What was not clear to many is that the civil servant is as guilty of misconduct in public office as any politician. In fact, when it comes to corruption in high places, they show more sleight of hand than the politician. Go to Abuja, Lagos, Port Harcourt, Enugu, Ibadan, Kano, Kaduna, Sokoto, Calabar and other big cities, civil servants own imposing buildings, vast estates and posh state-of-the-art automobiles. Yet, they drive rickety cars to the office to hide their obscene wealth.
That was why the Economic and Financial Crimes Commission, EFCC, said it was ready to deal with civil servants who loot the nation’s treasury. According to its chairman, Ibrahim Lamorde: “The way they steal is mind-boggling. We have to look at those of them that enriched themselves by helping politicians to steal or through other corrupt means. Some of them even steal more than the politicians. There is no level that is not involved, from directors to the messengers. It is such a shame.”
There are different strategies civil servants have adopted to bleed Nigeria dry. In this week’s cover story, Super Rich Civil Servants (How They Bleed Nigeria) we present
the strategies these officials use to feather their nests.

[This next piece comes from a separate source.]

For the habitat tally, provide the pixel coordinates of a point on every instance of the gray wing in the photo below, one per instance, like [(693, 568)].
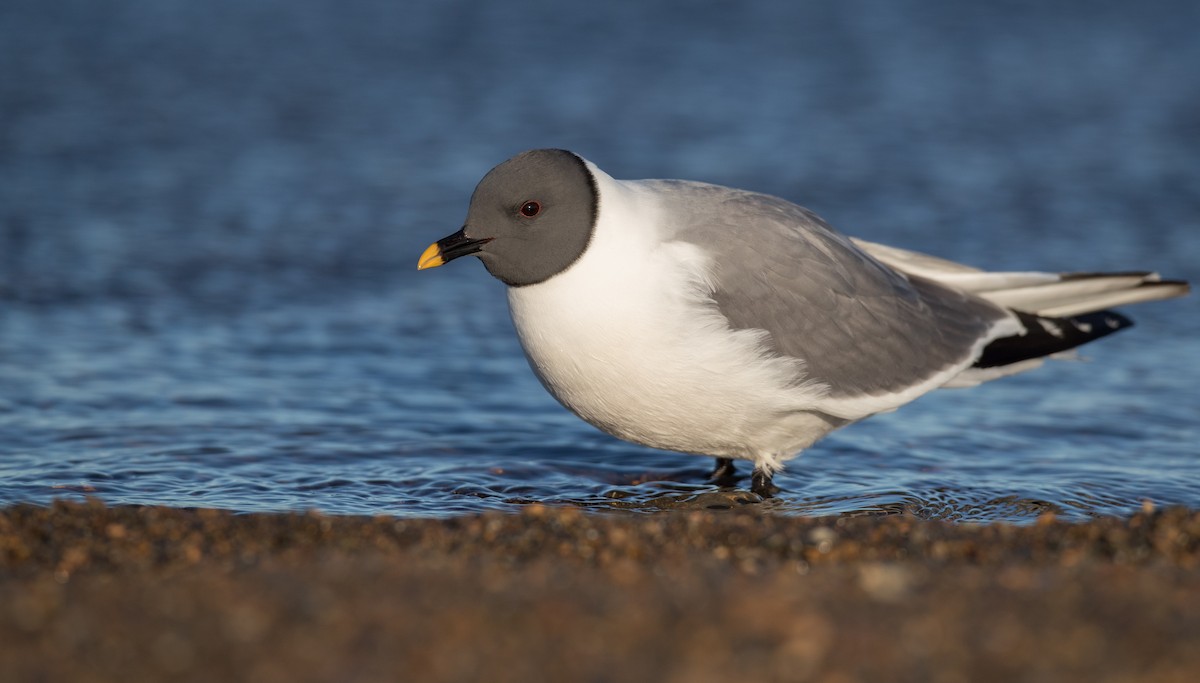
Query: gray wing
[(859, 327)]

Furnished with this brief, the creative came together to brainstorm on how best we could
communicate this graphically. The approved concept hovered around the keyword ‘imposing display of stolen wealth by Nigerian civil servants’. At the end, We used an imposing image of a Bentely we downloaded online. It was later suggested that we
incorporate the image of some of the civil servants involved in heavy looting of
Nigeria treasury. We opened the images in Adobe Photoshop and traced them nicely
ensuring edges were properly feathered. We added the Nigerian flag to the car in
Photoshop. We then imported the images in Coreldraw where we now organised them properly.
Text elements were also done in Coreldraw. We chose to give the ‘Super Rich’ color gold
fill to project riches in its literal sense also we filled ‘Civil Servants’ in our traditional national green colors to bring it home.
For The Flip Stories, we explored going off our usual conventional way of image placement by having the images of just some of the Nigerian Stars going international falling on the magazine’s masthead solid red bar.